Reputation: 3567
I am currently using this lib to stress test a kafka server that I have set up: https://github.com/dsully/pykafka
import kafka
import time
def test_kafka_server(n=1):
for i in range(0,n):
producer = kafka.producer.Producer('test',host='10.137.8.192')
message = kafka.message.Message(str(time.time()))
producer.send(message)
producer.disconnect()
def main():
test_kafka_server(100000)
if __name__ == '__main__':
main()
What just ends up happening is that I end up overloading my own local machine.
I get error 10055, which according to google means that "Windows has run out of TCP/IP socket buffers because too many connections are open at once." According to netstat, producer.disconnect() is not closing the socket, but rather putting it in a TIME_WAIT
state.
The ipython debugger points to this line:
C:\Python27\lib\socket.pyc in meth(name, self, *args)
222 proto = property(lambda self: self._sock.proto, doc="the socket protocol")
223
--> 224 def meth(name,self,*args):
225 return getattr(self._sock,name)(*args)
226
as the culprit, but this then seems to get into messing with things at a lower level than I am comfortable with.
I had searched and found this Python socket doesn't close connection properly which recommended doing:
setsockopt(socket.SOL_SOCKET, socket.SO_REUSEADDR, 1)
so, I rebuilt the pykafka lib using that option in the io.py file:
def connect(self):
""" Connect to the Kafka server. """
global socket
self.socket = socket.socket()
self.socket.setsockopt(socket.SOL_SOCKET, socket.SO_REUSEADDR, 1)
self.socket.connect((self.host, self.port))
and I still get the same error.
Am I not putting the setsockopt line in the right spot?
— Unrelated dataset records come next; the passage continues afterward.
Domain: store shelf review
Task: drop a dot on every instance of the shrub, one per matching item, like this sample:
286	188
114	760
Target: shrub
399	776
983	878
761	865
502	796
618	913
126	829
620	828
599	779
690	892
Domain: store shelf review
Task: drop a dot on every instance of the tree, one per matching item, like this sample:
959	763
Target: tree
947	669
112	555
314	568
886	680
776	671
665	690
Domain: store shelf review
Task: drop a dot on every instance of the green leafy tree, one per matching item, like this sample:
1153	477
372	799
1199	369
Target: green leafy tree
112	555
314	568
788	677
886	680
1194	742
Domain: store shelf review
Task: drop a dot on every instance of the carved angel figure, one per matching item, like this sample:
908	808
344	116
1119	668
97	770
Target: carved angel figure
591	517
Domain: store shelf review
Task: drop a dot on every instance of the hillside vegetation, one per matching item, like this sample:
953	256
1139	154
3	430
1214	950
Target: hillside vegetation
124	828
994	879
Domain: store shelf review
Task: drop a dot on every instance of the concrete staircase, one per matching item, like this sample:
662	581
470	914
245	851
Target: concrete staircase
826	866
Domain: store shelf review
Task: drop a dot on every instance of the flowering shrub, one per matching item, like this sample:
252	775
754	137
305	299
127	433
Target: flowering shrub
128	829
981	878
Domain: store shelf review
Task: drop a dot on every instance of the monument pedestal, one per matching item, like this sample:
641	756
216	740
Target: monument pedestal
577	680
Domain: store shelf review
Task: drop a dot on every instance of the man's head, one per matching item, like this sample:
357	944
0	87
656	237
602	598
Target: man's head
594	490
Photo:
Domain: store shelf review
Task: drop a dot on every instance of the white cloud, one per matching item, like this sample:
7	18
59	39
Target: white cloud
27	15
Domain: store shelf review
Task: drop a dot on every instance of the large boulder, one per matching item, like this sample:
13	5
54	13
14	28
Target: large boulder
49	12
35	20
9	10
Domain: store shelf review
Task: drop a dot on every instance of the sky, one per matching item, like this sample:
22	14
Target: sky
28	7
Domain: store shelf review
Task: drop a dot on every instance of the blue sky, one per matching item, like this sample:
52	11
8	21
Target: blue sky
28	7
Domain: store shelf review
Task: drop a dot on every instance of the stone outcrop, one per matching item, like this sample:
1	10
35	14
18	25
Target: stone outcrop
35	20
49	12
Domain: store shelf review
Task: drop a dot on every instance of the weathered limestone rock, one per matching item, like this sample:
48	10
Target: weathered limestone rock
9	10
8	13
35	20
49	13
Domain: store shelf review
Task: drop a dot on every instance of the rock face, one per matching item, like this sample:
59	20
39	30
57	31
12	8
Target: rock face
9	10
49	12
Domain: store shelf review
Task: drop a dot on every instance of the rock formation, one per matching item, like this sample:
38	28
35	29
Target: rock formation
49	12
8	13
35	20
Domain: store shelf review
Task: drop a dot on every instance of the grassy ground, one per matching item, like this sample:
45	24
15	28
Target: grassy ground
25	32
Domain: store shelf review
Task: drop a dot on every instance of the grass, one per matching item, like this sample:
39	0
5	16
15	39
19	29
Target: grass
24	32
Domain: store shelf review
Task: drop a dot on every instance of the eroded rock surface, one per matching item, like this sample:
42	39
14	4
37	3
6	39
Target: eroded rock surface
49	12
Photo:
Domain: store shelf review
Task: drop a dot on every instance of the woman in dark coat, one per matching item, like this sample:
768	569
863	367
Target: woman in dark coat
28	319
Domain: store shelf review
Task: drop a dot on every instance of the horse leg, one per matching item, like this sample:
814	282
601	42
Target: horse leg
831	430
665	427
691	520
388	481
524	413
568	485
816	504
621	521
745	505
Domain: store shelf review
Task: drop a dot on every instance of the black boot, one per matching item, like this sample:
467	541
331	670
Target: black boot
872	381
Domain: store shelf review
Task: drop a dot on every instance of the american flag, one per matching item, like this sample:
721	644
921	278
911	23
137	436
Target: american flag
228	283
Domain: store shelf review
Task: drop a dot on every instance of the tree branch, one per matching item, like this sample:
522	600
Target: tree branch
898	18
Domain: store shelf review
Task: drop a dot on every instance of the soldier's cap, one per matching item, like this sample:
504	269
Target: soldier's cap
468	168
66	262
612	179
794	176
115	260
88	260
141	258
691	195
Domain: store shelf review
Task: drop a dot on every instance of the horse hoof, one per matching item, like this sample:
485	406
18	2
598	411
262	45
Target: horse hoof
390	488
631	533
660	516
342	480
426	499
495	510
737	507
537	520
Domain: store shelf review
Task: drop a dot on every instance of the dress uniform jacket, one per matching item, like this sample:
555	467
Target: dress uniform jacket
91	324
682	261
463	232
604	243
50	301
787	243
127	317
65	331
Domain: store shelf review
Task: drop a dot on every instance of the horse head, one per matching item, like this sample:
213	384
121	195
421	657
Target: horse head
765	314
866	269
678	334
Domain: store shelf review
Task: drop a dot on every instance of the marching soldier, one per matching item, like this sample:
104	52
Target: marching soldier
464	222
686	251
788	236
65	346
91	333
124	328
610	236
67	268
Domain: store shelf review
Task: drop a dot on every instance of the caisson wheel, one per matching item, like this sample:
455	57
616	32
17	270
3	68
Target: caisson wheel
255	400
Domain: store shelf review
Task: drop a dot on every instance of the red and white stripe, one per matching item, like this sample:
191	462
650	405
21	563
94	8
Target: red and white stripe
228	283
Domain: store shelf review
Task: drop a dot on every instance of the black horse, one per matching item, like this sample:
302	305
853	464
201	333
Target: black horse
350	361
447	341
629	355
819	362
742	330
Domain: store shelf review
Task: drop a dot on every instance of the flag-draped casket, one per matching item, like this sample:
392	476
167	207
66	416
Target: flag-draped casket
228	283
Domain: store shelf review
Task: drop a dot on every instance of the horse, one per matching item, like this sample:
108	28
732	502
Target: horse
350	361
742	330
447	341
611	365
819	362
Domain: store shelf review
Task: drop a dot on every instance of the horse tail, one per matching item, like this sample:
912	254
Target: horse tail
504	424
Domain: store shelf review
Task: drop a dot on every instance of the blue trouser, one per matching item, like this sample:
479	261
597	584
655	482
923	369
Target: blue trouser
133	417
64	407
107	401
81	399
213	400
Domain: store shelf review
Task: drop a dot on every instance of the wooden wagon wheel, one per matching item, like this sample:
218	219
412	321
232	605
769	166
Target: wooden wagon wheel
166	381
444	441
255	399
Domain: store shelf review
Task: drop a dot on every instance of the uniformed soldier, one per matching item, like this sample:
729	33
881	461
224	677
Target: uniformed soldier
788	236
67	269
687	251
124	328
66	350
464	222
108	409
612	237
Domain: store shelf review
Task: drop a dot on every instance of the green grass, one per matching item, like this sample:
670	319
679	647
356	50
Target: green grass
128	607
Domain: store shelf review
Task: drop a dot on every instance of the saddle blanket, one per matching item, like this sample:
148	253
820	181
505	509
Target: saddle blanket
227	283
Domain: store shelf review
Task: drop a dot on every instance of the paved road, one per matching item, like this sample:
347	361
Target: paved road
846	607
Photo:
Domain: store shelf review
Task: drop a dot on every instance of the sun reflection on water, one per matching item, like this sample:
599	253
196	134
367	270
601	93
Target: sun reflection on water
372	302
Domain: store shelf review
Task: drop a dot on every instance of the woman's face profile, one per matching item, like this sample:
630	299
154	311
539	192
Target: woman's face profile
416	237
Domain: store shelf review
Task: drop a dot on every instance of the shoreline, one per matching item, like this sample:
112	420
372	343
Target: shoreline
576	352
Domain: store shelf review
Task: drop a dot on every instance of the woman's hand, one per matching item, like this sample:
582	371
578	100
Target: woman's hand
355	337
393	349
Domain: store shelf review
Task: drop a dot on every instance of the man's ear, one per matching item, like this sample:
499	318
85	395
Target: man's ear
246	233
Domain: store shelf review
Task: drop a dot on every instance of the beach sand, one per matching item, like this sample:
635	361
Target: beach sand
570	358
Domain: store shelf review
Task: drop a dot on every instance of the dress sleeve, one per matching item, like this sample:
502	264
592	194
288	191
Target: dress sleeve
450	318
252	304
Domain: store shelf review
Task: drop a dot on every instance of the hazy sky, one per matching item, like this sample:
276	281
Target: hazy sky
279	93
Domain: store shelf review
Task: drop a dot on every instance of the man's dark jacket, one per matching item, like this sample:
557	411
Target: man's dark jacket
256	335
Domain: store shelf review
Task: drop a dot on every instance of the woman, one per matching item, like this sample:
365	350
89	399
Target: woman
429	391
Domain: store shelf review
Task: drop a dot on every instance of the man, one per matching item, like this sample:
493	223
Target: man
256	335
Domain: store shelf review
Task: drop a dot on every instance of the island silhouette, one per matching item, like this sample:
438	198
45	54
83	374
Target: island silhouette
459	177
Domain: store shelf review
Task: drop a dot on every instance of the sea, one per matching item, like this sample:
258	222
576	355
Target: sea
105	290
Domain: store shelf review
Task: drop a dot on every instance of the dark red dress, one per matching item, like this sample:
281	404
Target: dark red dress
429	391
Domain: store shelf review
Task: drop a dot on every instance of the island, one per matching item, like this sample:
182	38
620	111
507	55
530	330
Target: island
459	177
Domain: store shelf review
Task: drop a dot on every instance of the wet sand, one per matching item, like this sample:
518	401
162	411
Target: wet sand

Is there anything else I could be trying?
Upvotes: 5
Views: 3744
Reputation: 43034
What you are describing is normal TCP behavior at the socket level. When a user level program closes a socket the kernel does not free the socket right away. It enters TIME_WAIT state:
TIME-WAIT (either server or client) represents waiting for enough time to pass to be sure the remote TCP received the acknowledgment of its connection termination request. [According to RFC 793 a connection can stay in TIME-WAIT for a maximum of four minutes known as a MSL (maximum segment lifetime).
So the socket is closed. The socket.SO_REUSEADDR is for listeners (servers), doesn't effect client connections. Well, really used when binding the socket.
Upvotes: 6